Не знаю, что он хотел мне сказать.
Что мы можем держать себя в руках? Что имеем право иногда этого не делать?
Что нам должно быть наплевать, кто о чем подумает?
— Богдан, послушай и ты, — твердо сказала я. — Это все было… как затмение. Как ветер. Ветер перемен.
Я подняла на него глаза — и снова пожалела, потому что тем ветром мгновенно выдуло все мысли. Вот зачем у него такая темная щетина растет аккуратно, как по линейке, вырисовывая острый угол на челюсти. И это не работа стилиста, я же вижу.

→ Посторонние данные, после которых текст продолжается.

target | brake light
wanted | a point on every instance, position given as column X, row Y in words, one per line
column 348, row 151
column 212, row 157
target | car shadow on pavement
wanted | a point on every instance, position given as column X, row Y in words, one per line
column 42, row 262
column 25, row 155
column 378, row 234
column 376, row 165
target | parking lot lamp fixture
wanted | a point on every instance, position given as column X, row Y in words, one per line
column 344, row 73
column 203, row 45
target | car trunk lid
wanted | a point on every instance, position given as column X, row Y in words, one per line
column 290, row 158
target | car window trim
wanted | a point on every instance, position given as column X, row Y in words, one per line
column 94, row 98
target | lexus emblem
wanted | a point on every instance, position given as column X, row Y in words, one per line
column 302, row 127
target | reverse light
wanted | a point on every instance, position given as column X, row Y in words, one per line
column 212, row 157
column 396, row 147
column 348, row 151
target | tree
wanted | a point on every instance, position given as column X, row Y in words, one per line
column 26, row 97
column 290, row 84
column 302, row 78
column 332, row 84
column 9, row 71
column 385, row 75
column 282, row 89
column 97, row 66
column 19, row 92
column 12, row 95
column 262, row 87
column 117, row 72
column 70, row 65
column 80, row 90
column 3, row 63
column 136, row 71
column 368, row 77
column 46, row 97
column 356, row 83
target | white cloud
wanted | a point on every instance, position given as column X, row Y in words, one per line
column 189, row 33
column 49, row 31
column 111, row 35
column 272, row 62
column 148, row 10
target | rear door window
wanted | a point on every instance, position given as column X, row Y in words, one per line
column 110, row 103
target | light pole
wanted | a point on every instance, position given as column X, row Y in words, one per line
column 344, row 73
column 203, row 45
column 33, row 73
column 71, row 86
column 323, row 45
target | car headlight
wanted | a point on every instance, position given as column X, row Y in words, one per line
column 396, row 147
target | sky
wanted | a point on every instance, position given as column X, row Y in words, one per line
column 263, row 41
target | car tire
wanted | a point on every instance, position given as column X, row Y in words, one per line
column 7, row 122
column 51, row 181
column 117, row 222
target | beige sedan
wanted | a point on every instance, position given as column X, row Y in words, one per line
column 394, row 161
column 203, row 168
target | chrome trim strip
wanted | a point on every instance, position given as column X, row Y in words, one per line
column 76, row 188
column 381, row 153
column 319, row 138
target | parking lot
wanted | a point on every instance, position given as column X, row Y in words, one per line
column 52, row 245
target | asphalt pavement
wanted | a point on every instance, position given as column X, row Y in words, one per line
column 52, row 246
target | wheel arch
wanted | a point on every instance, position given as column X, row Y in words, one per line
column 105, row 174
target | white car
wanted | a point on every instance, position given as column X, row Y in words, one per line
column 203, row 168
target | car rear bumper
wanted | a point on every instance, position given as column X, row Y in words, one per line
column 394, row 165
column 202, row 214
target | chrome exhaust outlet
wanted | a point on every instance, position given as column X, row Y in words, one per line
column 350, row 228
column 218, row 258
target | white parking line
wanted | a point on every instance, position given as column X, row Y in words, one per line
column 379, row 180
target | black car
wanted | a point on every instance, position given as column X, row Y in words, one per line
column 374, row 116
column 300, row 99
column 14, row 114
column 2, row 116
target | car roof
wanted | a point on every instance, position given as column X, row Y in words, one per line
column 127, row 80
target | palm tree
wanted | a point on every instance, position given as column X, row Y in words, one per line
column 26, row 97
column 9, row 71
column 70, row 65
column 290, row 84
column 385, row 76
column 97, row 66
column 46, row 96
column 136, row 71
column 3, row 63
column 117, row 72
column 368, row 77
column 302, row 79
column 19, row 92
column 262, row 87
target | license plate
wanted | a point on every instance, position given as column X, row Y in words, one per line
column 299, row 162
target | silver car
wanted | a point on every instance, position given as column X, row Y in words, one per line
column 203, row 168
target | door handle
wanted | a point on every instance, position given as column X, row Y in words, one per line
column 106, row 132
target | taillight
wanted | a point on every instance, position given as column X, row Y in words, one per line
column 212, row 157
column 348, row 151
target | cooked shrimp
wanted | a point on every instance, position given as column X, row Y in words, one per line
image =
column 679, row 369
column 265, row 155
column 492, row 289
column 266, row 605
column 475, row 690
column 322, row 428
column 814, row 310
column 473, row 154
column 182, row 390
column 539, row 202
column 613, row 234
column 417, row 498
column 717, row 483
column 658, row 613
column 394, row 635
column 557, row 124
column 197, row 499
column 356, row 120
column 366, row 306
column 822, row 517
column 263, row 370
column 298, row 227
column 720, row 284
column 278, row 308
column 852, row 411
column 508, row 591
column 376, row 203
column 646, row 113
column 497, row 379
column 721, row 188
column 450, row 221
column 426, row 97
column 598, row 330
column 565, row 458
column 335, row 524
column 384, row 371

Она мягкая или колючая? Что будет, если я дотронусь кончиками пальцев? Больше ничего…
— Ветер перемен… — выдыхает Богдан, глядя на меня потемневшим взглядом. — Как ты точно. Все так.
— Весной много у кого сносит голову, — говорю я, с трудом вспоминая заготовленные слова. Сейчас они не имеют никакого смысла, но я потом себя за них поблагодарю. — Это не повод рушить то, что строилось годами.

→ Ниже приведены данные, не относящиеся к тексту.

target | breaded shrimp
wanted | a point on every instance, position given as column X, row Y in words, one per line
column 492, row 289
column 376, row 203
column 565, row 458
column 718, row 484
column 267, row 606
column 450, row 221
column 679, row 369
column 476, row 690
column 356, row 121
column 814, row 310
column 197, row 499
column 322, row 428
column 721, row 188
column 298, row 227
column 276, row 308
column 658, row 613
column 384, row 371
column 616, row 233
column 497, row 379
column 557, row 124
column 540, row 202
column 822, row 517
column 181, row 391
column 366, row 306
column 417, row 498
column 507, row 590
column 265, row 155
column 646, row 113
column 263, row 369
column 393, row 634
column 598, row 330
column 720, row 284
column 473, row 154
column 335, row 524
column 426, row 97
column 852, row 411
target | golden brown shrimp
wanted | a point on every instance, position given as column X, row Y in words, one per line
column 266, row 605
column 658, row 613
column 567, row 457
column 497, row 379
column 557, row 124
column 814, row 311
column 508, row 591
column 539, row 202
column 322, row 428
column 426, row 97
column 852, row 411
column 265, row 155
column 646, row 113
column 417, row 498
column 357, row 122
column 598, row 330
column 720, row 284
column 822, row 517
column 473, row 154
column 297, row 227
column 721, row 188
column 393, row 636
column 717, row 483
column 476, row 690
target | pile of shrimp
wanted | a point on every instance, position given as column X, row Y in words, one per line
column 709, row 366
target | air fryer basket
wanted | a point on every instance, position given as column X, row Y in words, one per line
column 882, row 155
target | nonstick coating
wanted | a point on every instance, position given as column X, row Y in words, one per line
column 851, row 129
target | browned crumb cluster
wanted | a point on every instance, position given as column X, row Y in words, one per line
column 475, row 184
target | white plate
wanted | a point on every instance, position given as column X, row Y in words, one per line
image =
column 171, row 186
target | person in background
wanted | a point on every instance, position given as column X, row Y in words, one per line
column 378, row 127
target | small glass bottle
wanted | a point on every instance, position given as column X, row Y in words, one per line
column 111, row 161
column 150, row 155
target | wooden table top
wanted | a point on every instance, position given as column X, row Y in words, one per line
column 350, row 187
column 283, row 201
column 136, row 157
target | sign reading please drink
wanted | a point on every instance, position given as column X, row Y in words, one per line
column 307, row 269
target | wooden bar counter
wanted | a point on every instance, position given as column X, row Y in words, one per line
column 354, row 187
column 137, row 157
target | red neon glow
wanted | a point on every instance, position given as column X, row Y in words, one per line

— Я уже все решил, Даш, — говорит он в то же мгновение, как я заканчиваю свою речь. Словно только терпеливо ждал финала, не вслушиваясь.
— Я тоже, — вздыхаю я. — Я сделала неправильную вещь, и ты сделал неправильную вещь. Твоя жена вовсе не хотела разводиться с тобой. Я не хочу быть причиной разрушения семьи. Только не я! Прости!
— Что именно простить? — медленно говорит он, и глаза его покрываются корочкой льда. Теперь они совершенно точно голубые, как арктические ледники.
А мне страшно.
— Давай… вообще не будем. Ничего. Никогда… — Мне так страшно, что я даже не могу это произнести.